En 2024, le recrutement des cadres a reculé de 10 % en Occitanie
« En 2024, le marché de l’emploi cadre en Occitanie a connu un recul marqué. Les entreprises ont recruté 17 440 cadres, soit 10 % de moins qu’un an auparavant », indique Cyrille Longuépée, déléguée régionale de l’Association pour l’emploi des cadres (Apec) Occitanie. Une baisse plus forte qu’au niveau national (- 8 %) et particulièrement prégnante dans les activités informatiques et l’ingénierie R&D. Cette année, le recrutement des cadres devrait se stabiliser dans la région avec 17 490 recrutements prévus, dont 71 % seraient réalisés par des PME. Mais pour l’Apec, « la guerre commerciale annoncée outre-Atlantique pourrait avoir des répercussions sur l’activité des entreprises, notamment celles présentes à l’exportation ».

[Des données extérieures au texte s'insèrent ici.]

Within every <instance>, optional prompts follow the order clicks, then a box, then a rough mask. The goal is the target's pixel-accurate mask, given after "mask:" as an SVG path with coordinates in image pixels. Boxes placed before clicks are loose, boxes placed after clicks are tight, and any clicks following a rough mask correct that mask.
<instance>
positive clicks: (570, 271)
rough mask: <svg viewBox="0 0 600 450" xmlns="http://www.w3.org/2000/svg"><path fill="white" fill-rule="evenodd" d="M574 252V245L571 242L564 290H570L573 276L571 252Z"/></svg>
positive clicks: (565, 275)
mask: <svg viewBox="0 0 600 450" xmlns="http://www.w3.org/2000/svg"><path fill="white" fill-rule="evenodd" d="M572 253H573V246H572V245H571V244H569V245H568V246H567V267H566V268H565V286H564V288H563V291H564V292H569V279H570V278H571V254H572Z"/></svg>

Pas de rebond attendu en 2025
L’année dernière, l’Occitanie Ouest a réalisé 65 % des recrutements de cadres, contre 35 % à l’Est, « qui a recruté plus que ce que l’on avait espéré », précise néanmoins la déléguée régionale. Quant à la création de postes de cadres, elle a augmenté avec 5 250 créations, contre 5 000 en 2023. « La différence positive est liée à des promotions internes », note l’association. Malgré le phénomène de contraction du marché de l’emploi cadre, l’Apec ne constate pas de remise en cause de la hiérarchie des métiers moteurs : l’informatique (22 %), les études R&D (19 %) et le commercial-marketing (15 %).
En 2025, aucun secteur ni région ne devrait connaître de rebond dans les recrutements de cadres. En revanche, les volumes d’embauche pourraient se stabiliser en Provence-Alpes-Côte d’Azur, en Corse, en Occitanie, en Nouvelle-Aquitaine et en Bretagne après de forts reculs enregistrés en 2024. Dans le territoire, 17 % des recrutements de cadres devraient être réalisés par les entreprises de l’industrie, 7 % du commerce et 6 % du bâtiment. Quant au développement informatique, il se positionne en tête des familles de métiers proposant le plus d’offres.
L’Occitanie, région qui paie le moins bien ses cadres
Dans son enquête, l’Apec constate par ailleurs que 38 % des cadres de la région envisagent de changer d’entreprise dans les douze prochains mois et que 46 % ressentent l’envie de démissionner de temps en temps ou régulièrement. Les principaux critères en cas de changement d’entreprise sont l’équilibre vie privée-vie professionnelle (60 %), l’intérêt des missions (53 %) et la rémunération proposée (51 %). À noter que l’Occitanie est la région qui paie le moins bien ses cadres, avec une rémunération annuelle médiane de 49 k€ en 2024, contre 54 k€ en France. Cyrille Longuépée avance plusieurs raisons à cela, comme l’importance du tissu de PME, « qui ne peuvent pas toujours s’aligner avec les salaires des groupes et se situent parfois en zones rurales », et le poids des jeunes diplômés qui restent en Occitanie. Par ailleurs, 81 % des cadres du territoire se disent attachés à leur région, notamment en raison de la qualité de vie et du climat.
Enfin, l’association met en lumière le changement du rapport de force entre candidats et recruteurs. Les marges de négociation salariale sont en baisse (41 %) après « deux années d’efforts » à 56 % et 51 %. Pour la déléguée régionale, « les jeunes diplômés et les cadres de plus de 55 ans devraient être les premiers affectés par le renversement de positionnement ».